On February 28, 2024, President Biden announced an Executive Order (“EO”) directing the Department of Justice (“DOJ”) to promulgate regulations that restrict or prohibit transactions involving certain bulk sensitive personal data or United States Government-related data and countries of concern or covered persons. As directed by the EO, on February 28, the DOJ published an Advance Notice of Proposed Rulemaking (“ANPRM”) on topics related to the implementation of the EO. The Ropes & Gray team provided detailed analysis on both the EO and ANPRM here.

Accompanying the EO, President Biden released a fact sheet summarizing the actions in the EO, but in the fact sheet’s last paragraph, President Biden urged Congress to pass comprehensive, bipartisan privacy legislation. Well, the House of Representatives took that instruction to heart (albeit without the “comprehensive” aspect). On March 20, the House of Representatives unanimously passed H.R. 7520, the Protecting Americans’ Data from Foreign Adversaries Act, 414-0.

While only limited to data brokers, companies should be aware that the prohibitions proposed in the bill are significantly more expansive than the similar data broker transaction prohibition contemplated in the ANPRM. As we highlighted in our previous analysis, it is a prudent time for businesses to assess their controls on international transfers of personal data and potentially add additional restrictions as necessary.

Bill Summary and Analysis

The bill, introduced on March 5 by Energy and Commerce Committee Ranking Member Frank Pallone makes it unlawful for a data broker to sell, license, rent, trade, transfer, release, disclose, provide access to, or otherwise make available the personally identifiable sensitive data of a United States individual to North Korea, the People’s Republic of China, Russia, and Iran or any entity controlled by those countries. Unlike the ANPRM, the bill does not specifically include Hong Kong or Macau and does not include Cuba or Venezuela.

The bill states that an entity is controlled by a foreign adversary if the entity is a foreign person that is domiciled in, headquartered in, has its principal place of business in, or organized under the laws of a foreign adversary country; owned directly or indirectly by a foreign person with at least a 20 percent stake; or a person subject to the direction or control of a foreign person. Critically, the ANPRM only applies to entities at least 50 percent owned directly or indirectly by a foreign person.

In the bill, data brokers include entities that make available data of U.S. individuals, that the entity did not collect directly from such individuals, to another entity, but does not include entities that: transmit data at the request of an individual; provide, maintain, or offer a product or service with respect to which personally identifiable sensitive data, or access to such data, is not the product or service; make available news or information that is available to the general public; or, are service providers. The ANPRM also proposes prohibiting data broker transactions and uses similar language to define data broker, but without the specific exemptions provided for in the bill.

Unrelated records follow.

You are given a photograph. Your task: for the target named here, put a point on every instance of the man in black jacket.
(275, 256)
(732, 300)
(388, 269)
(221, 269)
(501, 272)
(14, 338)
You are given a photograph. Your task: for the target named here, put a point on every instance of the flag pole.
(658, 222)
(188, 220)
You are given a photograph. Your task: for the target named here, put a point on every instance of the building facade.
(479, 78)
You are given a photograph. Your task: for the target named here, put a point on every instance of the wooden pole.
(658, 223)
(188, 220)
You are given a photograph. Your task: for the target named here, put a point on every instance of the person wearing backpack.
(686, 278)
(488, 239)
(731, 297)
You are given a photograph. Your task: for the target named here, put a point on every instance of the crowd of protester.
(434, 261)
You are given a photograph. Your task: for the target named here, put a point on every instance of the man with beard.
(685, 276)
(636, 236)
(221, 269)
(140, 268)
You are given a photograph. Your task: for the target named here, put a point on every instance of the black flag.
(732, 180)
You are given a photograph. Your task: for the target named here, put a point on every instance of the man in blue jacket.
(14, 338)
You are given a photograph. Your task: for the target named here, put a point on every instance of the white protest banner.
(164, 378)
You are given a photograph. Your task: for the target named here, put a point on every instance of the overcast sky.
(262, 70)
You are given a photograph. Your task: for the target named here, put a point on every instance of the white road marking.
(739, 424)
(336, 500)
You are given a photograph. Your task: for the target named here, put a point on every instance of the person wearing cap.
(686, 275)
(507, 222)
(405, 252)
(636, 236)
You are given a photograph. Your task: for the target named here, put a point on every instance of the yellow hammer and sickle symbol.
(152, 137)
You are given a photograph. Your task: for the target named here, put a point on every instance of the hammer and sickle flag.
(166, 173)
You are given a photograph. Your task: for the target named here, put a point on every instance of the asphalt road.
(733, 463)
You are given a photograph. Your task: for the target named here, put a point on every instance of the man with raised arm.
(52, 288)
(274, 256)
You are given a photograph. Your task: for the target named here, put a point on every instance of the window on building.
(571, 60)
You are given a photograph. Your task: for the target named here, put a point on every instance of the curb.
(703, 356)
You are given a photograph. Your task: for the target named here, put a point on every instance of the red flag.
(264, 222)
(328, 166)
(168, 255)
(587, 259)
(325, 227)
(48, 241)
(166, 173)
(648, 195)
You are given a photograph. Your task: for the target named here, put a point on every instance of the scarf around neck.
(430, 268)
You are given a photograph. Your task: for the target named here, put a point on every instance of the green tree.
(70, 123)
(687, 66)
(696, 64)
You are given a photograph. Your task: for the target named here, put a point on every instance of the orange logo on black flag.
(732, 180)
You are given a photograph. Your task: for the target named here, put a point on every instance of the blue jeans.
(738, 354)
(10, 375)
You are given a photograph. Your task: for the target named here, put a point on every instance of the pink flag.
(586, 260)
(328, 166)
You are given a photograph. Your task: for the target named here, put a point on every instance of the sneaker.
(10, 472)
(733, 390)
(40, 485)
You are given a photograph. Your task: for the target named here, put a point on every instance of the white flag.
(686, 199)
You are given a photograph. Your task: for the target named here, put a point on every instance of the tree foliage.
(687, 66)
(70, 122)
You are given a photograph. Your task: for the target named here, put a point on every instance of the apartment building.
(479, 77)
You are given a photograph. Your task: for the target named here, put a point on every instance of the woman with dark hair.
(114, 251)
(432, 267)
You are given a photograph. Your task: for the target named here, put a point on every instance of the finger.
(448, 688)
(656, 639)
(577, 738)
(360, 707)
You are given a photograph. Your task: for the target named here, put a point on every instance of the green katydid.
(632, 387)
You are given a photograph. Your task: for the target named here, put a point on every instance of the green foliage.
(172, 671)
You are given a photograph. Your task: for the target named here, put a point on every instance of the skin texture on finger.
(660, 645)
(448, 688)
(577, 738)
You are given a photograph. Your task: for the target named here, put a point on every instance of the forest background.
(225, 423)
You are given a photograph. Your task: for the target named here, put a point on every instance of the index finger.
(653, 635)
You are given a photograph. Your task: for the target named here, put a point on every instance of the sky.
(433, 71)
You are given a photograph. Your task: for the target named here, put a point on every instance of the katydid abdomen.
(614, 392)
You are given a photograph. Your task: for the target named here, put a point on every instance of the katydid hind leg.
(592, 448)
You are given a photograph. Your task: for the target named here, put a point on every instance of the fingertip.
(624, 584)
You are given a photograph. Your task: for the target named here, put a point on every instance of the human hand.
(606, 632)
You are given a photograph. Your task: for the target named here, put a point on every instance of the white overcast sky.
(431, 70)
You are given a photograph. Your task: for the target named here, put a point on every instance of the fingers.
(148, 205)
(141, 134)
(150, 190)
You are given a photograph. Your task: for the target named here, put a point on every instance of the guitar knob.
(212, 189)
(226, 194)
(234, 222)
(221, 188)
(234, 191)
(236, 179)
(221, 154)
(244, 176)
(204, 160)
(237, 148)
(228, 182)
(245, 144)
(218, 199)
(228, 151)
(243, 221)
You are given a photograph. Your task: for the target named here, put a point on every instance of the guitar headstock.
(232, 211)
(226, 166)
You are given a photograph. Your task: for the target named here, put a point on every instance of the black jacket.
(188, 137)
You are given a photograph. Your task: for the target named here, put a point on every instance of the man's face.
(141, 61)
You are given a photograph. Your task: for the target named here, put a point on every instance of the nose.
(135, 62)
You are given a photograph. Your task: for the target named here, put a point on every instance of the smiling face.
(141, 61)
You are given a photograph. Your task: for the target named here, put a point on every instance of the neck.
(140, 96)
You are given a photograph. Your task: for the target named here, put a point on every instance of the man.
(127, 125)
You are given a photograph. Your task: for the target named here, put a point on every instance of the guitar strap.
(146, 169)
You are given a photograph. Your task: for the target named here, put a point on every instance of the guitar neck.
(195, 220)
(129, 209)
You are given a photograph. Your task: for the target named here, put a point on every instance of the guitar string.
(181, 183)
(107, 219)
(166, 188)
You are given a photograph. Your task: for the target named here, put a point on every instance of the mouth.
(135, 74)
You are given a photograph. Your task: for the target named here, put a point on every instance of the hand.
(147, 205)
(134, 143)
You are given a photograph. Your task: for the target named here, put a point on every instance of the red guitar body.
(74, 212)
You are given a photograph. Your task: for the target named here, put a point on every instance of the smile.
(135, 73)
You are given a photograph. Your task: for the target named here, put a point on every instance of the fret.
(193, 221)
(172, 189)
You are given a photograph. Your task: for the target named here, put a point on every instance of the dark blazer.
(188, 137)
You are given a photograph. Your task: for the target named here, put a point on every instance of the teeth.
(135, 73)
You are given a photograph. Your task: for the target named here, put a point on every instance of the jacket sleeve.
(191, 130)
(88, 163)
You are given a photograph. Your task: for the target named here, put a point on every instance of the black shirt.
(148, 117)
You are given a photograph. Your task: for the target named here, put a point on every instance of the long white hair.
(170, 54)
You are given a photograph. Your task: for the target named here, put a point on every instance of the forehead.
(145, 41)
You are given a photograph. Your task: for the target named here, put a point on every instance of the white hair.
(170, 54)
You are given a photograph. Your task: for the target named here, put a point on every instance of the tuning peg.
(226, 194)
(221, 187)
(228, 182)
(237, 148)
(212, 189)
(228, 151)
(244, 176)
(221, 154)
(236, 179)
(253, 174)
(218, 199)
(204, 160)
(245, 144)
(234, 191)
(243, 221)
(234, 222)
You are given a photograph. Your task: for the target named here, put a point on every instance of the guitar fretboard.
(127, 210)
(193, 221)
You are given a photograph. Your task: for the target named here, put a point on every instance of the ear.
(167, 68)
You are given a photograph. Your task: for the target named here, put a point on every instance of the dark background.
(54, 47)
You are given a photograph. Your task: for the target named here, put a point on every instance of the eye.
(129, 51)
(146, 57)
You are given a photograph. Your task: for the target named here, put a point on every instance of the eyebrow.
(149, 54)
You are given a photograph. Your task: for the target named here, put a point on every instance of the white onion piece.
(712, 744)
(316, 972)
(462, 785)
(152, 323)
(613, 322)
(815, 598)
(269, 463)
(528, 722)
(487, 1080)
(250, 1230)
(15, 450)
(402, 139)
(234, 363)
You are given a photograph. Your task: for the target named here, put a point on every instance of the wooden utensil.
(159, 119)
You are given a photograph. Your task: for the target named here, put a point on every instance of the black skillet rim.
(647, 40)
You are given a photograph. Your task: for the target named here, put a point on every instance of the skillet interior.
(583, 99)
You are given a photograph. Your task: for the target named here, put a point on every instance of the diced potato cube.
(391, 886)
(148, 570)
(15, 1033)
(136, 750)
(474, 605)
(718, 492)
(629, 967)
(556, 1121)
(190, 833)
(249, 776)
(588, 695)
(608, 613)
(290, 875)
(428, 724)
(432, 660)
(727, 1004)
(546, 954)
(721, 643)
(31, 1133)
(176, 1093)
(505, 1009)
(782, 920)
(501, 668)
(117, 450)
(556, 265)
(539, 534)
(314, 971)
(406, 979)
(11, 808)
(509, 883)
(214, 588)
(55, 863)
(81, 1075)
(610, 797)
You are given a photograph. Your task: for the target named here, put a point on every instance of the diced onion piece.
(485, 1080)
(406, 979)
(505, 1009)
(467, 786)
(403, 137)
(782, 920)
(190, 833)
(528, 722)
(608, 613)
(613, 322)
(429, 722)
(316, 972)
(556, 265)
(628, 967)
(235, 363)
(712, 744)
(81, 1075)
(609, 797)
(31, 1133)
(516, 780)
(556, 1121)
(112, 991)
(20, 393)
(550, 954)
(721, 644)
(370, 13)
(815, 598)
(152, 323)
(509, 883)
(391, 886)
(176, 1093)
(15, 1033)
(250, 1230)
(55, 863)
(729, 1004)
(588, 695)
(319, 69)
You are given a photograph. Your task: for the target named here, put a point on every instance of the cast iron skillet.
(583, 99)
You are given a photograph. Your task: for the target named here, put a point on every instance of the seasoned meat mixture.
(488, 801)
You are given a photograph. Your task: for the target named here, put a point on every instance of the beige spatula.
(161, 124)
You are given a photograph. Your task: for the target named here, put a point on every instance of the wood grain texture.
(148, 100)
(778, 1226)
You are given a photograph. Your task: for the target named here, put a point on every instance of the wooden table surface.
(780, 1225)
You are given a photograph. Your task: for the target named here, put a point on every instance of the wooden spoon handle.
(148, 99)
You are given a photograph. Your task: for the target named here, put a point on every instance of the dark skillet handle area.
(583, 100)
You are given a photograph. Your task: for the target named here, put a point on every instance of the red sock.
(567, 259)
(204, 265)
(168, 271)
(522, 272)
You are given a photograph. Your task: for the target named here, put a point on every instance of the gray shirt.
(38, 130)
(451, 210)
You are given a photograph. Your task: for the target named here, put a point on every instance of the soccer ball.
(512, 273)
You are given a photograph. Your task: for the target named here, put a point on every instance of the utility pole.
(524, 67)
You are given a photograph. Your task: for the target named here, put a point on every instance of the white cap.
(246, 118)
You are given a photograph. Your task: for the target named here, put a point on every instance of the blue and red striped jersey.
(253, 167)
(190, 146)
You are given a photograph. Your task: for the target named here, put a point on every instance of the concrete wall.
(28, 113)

Additionally, the bill includes at least 16 specifically enumerated types of sensitive data as well as any other data made available for the purpose of identifying the specifically enumerated types of sensitive data. The definition of sensitive data includes government-issued identifiers, health care information, financial information, biometric information, genetic information, precise geolocation information, private communications, account or device log-in credentials, sexual behavior information, calendar and address book information, phone or text logs, photos, audio recordings, videos, video content requests,  information about individuals under the age of 17, an individual’s race, color, ethnicity, or religion, online activities, and military status.

The bill’s definition is significantly more expansive than the definition of sensitive personal data in the ANPRM and does not contain a bulk data threshold trigger like the ANPRM.

Unlike the ANPRM, which contemplates creating and implementing a compliance and enforcement program modeled on the Treasury Department’s IEEPA-based economic sanctions, the bill proposes treating a violation of the bill as a violation of a rule defining an unfair or a deceptive act or practice under the Federal Trade Commission Act. Further, the bill does not propose any licensing regime or broad exemptions like those contained in the ANPRM. The bill would take effect 60 days after its enactment into law.

Conclusion

The bill now gets sent to the Senate, most likely the Senate Committee on Commerce, Science, and Transportation. Even though H.R. 7520 passed the House unanimously, there is no guarantee that the Senate will swiftly consider the legislation. However, companies that potentially engage in the above data transfers should closely follow any action taken in the Senate. The Ropes & Gray team will continue to monitor the bill closely.